Même si actuellement le groupe a changé de stratégie et il a commencé à préparer son plan d'investissement pour une station de dessalement, pendant des décennies le Groupe chimique a carrément épuisé les nappes aquifères de la région de Gabès. Il fallait donc voir comment les gens survivent avec ça. Et ce qu'on a découvert était fascinant. Tout simplement les gens ont déjà, dans les pratiques ancestrales, la logique et la philosophie du nexus Eau Energie Alimentation, sans pour autant qu'ils en sachent quoi que ce soit par rapport au nexus, en tant qu'approche académique", a ajouté Ben Salem.
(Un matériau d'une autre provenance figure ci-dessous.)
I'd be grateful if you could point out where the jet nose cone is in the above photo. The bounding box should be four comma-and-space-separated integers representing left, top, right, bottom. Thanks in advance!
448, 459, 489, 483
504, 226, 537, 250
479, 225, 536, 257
Grâce aux données collectées au niveau de ces régions, les experts sont parvenus à une évidence : il faut décentraliser la gouvernance de l'eau, l'énergie, l'alimentation, mais aussi des sols et de l'environnement à une échelle locale communautaire. Cette gouvernance locale peut être encadrée par des acteurs institutionnels en termes de réglementation et d'orientation stratégique. Une des pistes de solutions identifiées à ce niveau-là figure les GDA, qui ont fait leur preuve en termes de gestion d'eau. Mais pour ce faire, il va falloir opérer des changements réglementaires, mais aussi trouver des financements, une entreprise qui n'est pas aussi difficile, estiment les experts.

"Il faut, d'abord, réviser la réglementation elle-même pour étendre l'activité de la GDA au-delà de l'eau et intégrer l'énergie, la production agricole, l'environnement et le sol. Deuxièmement, il faut changer le modèle économique des GDA parce qu'aujourd'hui le problème central auquel ils sont confrontés est un problème économique. Ils ne sont pas rentables, parce que le coût de la production augmente alors que le prix de vente au profit des agriculteurs ou des citoyens est toujours le même. [..] Et puis il y a l'aspect "renforcement capacitaire", car la plupart de leurs membres n'ont pas les compétences nécessaires", a précisé Ben Salem.